而周存安是个进攻性选手,掌握着自己的节奏,稳而不乱,攻势猛烈,出拳时青筋突起,眼神幽深又危险,像是蛰伏在森林里野狼,盯上了猎物,下一秒就会展开野蛮的追逐。
依旧是冷淡眉眼,却收敛了那股漫不经心的闲散气儿,和之前是截然不同的感觉。
阮楠倒是没想到一场比赛能结束那么快。
秦州舟是挂脸的类型,不知道是被打猛了还是弄恼了,从脸到脖子红了一片,并还在往下蔓延。

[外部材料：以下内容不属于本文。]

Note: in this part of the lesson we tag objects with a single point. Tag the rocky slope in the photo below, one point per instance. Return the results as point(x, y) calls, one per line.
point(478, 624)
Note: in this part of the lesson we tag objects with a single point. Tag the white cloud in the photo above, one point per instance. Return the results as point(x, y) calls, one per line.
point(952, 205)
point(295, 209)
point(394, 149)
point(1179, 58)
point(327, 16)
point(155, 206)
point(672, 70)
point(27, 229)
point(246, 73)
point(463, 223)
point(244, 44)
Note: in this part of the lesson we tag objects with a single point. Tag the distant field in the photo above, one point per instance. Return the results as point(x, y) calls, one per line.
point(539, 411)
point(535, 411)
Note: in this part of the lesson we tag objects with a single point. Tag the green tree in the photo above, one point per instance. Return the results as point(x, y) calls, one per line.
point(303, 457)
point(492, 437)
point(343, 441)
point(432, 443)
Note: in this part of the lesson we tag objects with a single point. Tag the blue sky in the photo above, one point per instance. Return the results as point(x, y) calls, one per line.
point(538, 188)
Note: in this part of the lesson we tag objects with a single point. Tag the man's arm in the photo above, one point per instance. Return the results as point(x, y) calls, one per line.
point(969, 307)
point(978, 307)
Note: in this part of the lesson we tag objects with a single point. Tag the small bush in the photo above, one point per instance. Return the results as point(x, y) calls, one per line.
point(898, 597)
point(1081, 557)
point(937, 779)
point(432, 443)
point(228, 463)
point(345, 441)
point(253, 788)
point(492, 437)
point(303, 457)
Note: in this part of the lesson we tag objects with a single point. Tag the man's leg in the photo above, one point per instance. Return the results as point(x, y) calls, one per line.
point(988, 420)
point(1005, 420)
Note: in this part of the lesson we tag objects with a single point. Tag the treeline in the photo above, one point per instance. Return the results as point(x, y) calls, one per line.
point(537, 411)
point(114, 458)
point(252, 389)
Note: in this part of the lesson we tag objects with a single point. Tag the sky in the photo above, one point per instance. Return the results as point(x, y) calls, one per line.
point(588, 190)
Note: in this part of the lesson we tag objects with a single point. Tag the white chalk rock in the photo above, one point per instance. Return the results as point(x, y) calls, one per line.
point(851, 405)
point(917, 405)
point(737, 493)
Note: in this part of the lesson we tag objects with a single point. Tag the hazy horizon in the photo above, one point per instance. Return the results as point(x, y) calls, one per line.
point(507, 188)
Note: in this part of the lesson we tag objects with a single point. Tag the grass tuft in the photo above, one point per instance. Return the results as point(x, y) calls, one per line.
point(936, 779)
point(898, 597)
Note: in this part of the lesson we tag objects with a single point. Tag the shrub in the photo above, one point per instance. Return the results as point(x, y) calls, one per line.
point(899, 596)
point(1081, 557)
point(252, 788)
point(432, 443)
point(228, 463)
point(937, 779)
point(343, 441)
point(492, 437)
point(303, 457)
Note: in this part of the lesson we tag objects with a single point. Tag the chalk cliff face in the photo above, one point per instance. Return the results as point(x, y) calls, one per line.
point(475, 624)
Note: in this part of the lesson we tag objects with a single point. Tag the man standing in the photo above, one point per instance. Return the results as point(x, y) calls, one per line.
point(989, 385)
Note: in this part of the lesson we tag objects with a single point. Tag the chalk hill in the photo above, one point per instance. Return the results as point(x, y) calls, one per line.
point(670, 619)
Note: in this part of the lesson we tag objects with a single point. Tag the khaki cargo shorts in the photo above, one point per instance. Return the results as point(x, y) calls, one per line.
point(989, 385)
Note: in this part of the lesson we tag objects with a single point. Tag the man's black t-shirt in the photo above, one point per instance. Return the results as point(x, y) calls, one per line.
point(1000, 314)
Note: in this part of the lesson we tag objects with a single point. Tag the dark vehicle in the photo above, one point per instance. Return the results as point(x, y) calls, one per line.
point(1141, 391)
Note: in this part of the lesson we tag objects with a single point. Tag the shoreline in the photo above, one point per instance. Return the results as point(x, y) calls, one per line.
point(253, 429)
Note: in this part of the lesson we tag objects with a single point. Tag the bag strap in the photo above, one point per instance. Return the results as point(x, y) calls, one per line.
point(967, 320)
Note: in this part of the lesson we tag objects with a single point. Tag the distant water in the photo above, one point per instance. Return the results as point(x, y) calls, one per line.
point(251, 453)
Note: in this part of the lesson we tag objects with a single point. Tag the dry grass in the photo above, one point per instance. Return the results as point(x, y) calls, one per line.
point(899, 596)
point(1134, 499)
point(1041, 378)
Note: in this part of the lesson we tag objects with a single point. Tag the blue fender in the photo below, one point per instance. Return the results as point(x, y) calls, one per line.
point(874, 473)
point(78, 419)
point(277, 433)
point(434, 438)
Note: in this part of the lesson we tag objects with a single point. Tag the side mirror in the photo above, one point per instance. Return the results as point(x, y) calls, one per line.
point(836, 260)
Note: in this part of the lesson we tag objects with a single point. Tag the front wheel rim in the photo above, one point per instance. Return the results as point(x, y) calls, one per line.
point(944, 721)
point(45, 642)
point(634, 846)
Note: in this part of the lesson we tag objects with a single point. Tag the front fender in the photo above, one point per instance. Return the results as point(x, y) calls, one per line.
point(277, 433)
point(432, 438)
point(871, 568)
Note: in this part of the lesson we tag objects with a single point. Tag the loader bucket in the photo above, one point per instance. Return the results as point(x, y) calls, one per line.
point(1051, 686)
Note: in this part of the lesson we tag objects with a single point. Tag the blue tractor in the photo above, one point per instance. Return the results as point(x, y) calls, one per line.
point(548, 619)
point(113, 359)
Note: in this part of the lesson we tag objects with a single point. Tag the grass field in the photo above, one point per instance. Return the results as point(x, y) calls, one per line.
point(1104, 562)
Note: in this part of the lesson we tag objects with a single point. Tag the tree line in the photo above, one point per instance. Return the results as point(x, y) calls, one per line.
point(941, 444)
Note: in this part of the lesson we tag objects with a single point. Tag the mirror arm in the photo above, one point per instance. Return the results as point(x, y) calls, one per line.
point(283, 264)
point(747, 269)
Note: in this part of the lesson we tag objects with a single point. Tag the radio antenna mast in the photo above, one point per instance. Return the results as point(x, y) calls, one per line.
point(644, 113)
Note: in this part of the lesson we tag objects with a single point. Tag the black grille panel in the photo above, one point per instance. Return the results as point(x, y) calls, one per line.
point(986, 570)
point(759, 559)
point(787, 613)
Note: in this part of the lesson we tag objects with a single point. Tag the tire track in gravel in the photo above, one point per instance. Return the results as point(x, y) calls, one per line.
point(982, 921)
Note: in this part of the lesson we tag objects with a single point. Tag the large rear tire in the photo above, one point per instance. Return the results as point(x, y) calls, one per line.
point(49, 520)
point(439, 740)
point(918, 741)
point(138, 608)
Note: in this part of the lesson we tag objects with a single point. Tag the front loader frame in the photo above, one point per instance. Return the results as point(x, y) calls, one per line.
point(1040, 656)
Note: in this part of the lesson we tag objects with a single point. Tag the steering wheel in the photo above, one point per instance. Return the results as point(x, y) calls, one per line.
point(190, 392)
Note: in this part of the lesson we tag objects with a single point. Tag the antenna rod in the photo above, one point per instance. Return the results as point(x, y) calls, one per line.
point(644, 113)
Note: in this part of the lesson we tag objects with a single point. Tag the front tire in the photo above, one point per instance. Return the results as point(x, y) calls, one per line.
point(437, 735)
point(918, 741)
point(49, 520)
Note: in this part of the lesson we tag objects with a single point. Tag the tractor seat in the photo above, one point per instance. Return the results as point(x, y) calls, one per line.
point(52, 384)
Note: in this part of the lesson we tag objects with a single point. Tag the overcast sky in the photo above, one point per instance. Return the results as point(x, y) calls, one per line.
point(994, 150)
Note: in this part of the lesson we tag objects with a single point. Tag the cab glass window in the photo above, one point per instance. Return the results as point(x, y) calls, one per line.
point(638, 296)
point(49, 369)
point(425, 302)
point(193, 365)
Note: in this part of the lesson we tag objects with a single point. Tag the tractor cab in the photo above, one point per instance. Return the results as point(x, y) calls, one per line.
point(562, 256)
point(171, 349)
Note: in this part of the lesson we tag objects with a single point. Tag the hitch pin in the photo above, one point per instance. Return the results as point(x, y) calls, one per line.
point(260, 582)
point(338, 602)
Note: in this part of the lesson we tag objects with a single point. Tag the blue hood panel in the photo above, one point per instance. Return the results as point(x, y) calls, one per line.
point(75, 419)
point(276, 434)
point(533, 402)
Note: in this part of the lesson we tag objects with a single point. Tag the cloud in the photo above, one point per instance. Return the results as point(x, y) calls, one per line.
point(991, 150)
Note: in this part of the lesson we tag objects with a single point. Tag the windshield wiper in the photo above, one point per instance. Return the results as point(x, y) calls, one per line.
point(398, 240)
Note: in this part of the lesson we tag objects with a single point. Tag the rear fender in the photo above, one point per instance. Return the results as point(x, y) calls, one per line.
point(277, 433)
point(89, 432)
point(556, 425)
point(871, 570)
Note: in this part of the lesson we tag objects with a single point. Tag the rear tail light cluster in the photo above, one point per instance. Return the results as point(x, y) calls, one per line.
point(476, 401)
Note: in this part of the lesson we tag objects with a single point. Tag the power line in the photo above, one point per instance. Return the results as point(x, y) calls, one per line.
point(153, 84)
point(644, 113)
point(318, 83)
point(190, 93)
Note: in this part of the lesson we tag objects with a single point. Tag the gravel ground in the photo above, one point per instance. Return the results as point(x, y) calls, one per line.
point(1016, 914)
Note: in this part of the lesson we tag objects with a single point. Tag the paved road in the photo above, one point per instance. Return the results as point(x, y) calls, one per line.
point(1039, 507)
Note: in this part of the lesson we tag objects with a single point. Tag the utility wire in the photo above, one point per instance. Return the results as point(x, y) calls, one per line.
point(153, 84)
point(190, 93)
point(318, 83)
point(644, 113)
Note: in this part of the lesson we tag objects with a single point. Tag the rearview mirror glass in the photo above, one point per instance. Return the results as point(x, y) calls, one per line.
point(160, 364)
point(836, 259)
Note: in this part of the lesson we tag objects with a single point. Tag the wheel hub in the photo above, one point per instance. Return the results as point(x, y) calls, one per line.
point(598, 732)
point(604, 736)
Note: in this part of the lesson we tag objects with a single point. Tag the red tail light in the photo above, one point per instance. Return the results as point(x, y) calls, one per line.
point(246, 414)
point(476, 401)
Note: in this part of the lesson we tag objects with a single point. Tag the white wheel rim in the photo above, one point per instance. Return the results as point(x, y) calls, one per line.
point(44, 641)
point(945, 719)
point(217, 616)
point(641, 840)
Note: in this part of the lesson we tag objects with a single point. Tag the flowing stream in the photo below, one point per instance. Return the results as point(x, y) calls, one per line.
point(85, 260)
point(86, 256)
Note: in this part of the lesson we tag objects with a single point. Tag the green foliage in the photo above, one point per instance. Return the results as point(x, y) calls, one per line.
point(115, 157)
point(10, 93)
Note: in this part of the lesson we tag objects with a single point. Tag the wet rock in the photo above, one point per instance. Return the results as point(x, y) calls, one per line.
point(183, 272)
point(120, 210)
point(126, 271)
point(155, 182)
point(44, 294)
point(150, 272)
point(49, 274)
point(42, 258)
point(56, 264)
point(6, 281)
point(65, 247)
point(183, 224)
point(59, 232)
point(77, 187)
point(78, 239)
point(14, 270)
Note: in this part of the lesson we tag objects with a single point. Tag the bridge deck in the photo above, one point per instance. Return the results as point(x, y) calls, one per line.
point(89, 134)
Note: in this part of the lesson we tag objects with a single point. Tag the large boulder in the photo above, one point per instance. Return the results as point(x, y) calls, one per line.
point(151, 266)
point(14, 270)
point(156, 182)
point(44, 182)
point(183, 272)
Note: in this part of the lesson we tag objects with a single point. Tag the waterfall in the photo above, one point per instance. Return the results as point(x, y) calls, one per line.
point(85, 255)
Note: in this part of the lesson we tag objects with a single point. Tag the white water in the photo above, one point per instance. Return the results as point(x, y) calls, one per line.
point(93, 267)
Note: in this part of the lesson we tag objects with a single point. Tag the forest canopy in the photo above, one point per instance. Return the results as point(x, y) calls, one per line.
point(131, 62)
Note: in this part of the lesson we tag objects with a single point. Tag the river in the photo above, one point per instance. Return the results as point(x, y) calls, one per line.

他“啐”了声,放下试探计划,眉眼凌厉,蓦地往地上一趴,四肢腾起,哼哧着朝前猛扑,做出了招阮楠十分眼熟的动作,差点让她以为自己走错了片场。
如果她没记错的话,这不是哈蟆拳吗?!
不得不说,他动作做得标准且有难度,极为考验四肢的爆发力和协调能力,气势也起得猛,招数出其不意,的的确确给周存安唬了一下。
很可惜,这并没有什么用。
飞哈蟆以自取灭亡的壮丽姿势,直直朝周存安的飞踢冲去。飞蛾扑火都没他那么爽快,阮楠没忍心看,只听见重重闷响激荡着,再转眼,那哈蟆被一脚踹地上后再没起来。
“……大哥,你认真的吗?”
周存安沉默了很久,挪开脚,在秦州舟面前蹲下,胳膊肘散漫地撑着膝盖,表情像是这辈子都没这么无语过,“周围都看着呢,你这样,我也很丢脸。”
“我……有本事再来,我刚才思维跳跃了下,想错招了。”
周存安:“厉害,从泰国跳到中国古代去了,这武术搏击是被你玩明白了,纵向横向融会贯通。”
阮楠被戳中笑点,笑出了声。
“你笑什么?”仍趴在擂台上的秦州舟不爽地和阮楠对望。
“不好意思没忍住,”阮楠眨了下眼:“就是,我有张基础课程卡,感觉你好像挺需要的,可以便宜出。”
“……”
卡最后还是没出成,人群散去,秦州舟还叫嚣着和周存安再战,对方不带搭理的,给他安排了其他教练后,搂上外套出门接了不知道谁的电话,嘴里东拉西扯说着不着调的话。
八点出头,阮楠也出了俱乐部。
天色已然全黑,雨点淅淅沥沥,有些愈下愈大的趋势。
阮楠小时候打过一段时间地铺,身上染了潮气寒气,慢慢落了个毛病——一点雨都不能淋。淋了轻则头疼,重则感冒发烧,总之不会好过。
她叹了口气,退回大厅去找前台问伞。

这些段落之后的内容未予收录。